We have recently completed SBIR research funded by DHS relating to Cyber-security and software assurance. In that research the necessity for a knowledge base for software assurance results becomes crystal clear. In this research we looked at relating software assurances methodologies – static analysis (evaluating the system design and source code) as well as dynamic analysis (evaluating tools that attempt to penetrate a system at runtime). We also looked at the integration and correlation of static and dynamic analysis. The really exciting results come from the correlated results. A video demonstrating these results can be seen here:
There are many tools that analyze systems for vulnerabilities and even some that can integrate the results of multiple tools and provide pretty pictures or reports. However, this is a naïve approach and one that cannot provide the full hybrid analysis capabilities needed to overcome the sophisticated threats to our critical systems. These more naïve approaches tend to provide a “black box” into which some information goes and then answers pop out. What this fails to provide is the ecosystem foundation whereby there can be any number of inputs from a wide variety of static and dynamic sources, any number of correlation and analysis algorithms (which must independently evolve as does attackers sophistication) and any number of reporting and visualization capabilities. A closed system (or a set of non-interoperable closed systems) can only, ever, be simple tools – not a technical foundation or the basis of an ecosystem.

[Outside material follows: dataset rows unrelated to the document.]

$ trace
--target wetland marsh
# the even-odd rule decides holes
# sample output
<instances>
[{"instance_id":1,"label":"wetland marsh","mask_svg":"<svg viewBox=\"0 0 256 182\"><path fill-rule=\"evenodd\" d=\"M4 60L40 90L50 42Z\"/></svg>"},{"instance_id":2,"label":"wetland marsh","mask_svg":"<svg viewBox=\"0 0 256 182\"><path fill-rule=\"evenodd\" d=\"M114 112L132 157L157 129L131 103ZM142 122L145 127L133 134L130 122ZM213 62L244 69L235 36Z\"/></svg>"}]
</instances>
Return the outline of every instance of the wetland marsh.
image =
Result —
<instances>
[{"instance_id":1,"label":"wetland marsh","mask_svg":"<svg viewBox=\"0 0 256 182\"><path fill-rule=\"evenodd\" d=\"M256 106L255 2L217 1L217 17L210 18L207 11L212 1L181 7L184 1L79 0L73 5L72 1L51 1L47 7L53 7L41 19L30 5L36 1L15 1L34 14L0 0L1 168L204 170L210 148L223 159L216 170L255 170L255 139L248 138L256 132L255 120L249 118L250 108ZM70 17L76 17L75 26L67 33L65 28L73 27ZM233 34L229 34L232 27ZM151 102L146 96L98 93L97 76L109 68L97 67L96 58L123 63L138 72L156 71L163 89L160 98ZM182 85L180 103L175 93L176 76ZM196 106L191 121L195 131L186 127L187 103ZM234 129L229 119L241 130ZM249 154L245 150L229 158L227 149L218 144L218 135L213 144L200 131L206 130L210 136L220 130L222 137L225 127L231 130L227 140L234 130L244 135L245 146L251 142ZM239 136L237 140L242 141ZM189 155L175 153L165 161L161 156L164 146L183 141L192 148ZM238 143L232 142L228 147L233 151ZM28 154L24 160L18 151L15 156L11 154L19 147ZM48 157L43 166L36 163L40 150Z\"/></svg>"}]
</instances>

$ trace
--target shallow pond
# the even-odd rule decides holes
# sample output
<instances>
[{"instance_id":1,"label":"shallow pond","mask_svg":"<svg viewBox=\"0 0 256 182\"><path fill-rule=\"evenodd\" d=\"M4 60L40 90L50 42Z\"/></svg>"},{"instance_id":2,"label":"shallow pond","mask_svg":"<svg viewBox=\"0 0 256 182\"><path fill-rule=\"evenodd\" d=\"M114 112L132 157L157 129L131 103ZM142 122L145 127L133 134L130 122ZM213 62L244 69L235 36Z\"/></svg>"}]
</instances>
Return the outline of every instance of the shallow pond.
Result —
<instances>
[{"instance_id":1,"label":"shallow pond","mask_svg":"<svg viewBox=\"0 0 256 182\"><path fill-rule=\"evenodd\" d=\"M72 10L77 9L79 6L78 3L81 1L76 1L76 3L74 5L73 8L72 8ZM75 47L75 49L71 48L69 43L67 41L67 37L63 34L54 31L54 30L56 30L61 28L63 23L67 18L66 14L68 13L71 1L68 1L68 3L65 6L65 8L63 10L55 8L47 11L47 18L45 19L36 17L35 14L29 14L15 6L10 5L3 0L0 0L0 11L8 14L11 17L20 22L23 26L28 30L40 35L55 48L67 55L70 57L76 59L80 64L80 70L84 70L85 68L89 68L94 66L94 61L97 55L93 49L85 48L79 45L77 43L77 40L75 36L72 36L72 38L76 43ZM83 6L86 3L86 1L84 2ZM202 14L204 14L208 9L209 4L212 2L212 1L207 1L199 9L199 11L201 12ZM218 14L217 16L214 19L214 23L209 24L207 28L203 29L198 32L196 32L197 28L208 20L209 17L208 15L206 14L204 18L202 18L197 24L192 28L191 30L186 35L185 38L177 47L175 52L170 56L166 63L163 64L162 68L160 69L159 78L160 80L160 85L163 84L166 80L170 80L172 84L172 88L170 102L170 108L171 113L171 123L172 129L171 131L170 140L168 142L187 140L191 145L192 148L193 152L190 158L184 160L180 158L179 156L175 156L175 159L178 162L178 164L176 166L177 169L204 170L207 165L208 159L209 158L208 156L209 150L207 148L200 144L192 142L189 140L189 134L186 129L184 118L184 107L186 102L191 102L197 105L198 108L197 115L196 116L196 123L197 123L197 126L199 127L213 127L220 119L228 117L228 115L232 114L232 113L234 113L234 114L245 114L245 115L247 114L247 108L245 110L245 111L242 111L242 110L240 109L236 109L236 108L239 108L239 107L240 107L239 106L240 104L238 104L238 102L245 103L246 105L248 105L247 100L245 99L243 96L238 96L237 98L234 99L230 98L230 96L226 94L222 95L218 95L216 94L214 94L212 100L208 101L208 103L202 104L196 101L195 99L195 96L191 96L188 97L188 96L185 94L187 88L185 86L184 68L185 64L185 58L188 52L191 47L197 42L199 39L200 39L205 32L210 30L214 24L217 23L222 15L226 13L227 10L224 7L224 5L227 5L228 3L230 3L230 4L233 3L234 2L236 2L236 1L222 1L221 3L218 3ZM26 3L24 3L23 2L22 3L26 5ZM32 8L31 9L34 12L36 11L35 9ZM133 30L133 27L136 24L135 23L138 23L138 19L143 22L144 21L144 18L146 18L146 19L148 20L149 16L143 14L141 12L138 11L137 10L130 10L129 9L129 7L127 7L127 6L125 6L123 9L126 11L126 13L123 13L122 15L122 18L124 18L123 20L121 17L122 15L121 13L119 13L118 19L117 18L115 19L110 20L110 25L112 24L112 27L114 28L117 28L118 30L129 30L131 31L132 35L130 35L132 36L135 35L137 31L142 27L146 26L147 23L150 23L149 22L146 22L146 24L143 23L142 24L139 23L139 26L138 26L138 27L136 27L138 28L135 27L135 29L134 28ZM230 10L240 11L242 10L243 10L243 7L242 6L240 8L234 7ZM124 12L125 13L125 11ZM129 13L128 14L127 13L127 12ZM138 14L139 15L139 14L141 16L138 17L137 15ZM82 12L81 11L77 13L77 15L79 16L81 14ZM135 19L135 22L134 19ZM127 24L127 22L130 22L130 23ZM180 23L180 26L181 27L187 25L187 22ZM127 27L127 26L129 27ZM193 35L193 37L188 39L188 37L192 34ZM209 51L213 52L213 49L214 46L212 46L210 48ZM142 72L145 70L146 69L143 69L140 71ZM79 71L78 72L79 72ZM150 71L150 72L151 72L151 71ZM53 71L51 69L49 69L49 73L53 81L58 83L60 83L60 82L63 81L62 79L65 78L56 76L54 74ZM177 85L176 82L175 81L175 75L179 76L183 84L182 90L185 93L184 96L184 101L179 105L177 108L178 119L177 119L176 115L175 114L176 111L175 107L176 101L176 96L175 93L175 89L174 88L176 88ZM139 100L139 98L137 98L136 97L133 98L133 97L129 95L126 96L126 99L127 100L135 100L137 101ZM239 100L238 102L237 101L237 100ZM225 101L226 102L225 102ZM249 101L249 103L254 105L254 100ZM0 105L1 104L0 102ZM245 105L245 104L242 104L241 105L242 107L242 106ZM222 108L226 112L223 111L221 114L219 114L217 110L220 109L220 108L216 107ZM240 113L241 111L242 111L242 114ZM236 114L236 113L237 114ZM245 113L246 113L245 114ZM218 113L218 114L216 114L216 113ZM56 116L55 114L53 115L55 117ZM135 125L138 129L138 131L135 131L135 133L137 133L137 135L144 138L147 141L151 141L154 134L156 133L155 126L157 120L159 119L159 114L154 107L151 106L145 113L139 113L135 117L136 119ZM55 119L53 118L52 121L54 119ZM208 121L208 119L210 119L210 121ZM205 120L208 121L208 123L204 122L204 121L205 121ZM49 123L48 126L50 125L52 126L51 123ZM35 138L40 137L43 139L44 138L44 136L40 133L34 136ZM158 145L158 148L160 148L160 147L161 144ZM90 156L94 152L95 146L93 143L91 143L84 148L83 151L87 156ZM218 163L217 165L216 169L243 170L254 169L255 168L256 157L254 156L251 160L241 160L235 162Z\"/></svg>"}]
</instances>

The problem with any single point or closed solution is that the job of software assurance is, by necessity, never compete. There will always be new patterns of attack and patterns of vulnerabilities. In addition, any single tool invariably has many false positives (things marked as weaknesses that are not) and false negatives (vulnerabilities that have been missed). The false positives can run into the thousands, making true validation impractical, and of course, and SINGLE missed vulnerability can be disastrous. Only when the capabilities of multiple techniques, algorithms, visualizations and tools is combined can a realistic picture of a system’s risk be understood and vulnerabilities mitigated. We need an environment where these different tools, algorithms and visualization capabilities “plug in” to a common repository of facts about a system. Our tests have indicated that a federated approach to assurance reduces the false positives by an order of magnitude (or more) and improves coverage, providing fewer false negatives – i.e. a more trusted system.
The open knowledge base approach is fundamental to providing an agile, open and essentially unlimited capability to understand, analyze, secure and visualize our systems. With one query a new correlation can be tested, a new path explored or a new report produced. It is the essential move of cyber security from a tool orientation to a knowledge and information orientation.
With a knowledge base as a foundation we have the makings of an ecosystem, not just a product. Anyone can add an adapter to gather new system facts, anyone can add new correlation or analysis algorithms – based on the information from any of the inputs, from anyone else, anyone can then add visualizations or reports to the information produced from any of the inputs or any of the correlation or analysis algorithms. It should be noted that while the ecosystem is open due to the knowledge base, any component may be internally open or closed – based on the commercial or security interests of the authors. This openness and flexibility are crucial for a successful software assurance ecosystem.
Since it is our desire and expectation to have this degree of openness and flexibility, the capabilities of and interfaces to the knowledge base are crucial. It has to be tough enough, scalable enough and capable enough to manage such varied requirements. The approach to the knowledge base we evaluated is to integrate the experience of dozens of experts in the field which have contributed to an open standard – ISO/IEC 19506 (OMG-KDM). Home-grown or ad-hoc approaches to the problem are unlikely to encompass the deep experience encompassed in the standard and reproducing that capability in a non-standard way would be expensive and counter-productive.
Of course any standard must be “field proven” and this project has been a test of that standard to encompass the new capabilities of hybrid analysis. The good news is that there were no changes required to the standard foundation. All that was required is the addition of definitions, in terms of KDM primitives, of the new capabilities – execution traces and penetration results. This addition of new definitions in terms of primitives is the intended way for the knowledge base to grow in scope and flexibility. The KDM based repository performed admirably in this project and exceeded expectations.
It is therefore our conclusion in this research that ISO/IEC 19506 (OMG-KDM) and the knowledge based approach have been validated for hybrid analysis and Cyber Security. There is no reason for proprietary, black-box or closed solutions. Further, it is apparent that it is irresponsible to deploy any system in today’s environment without rigorous software assurance.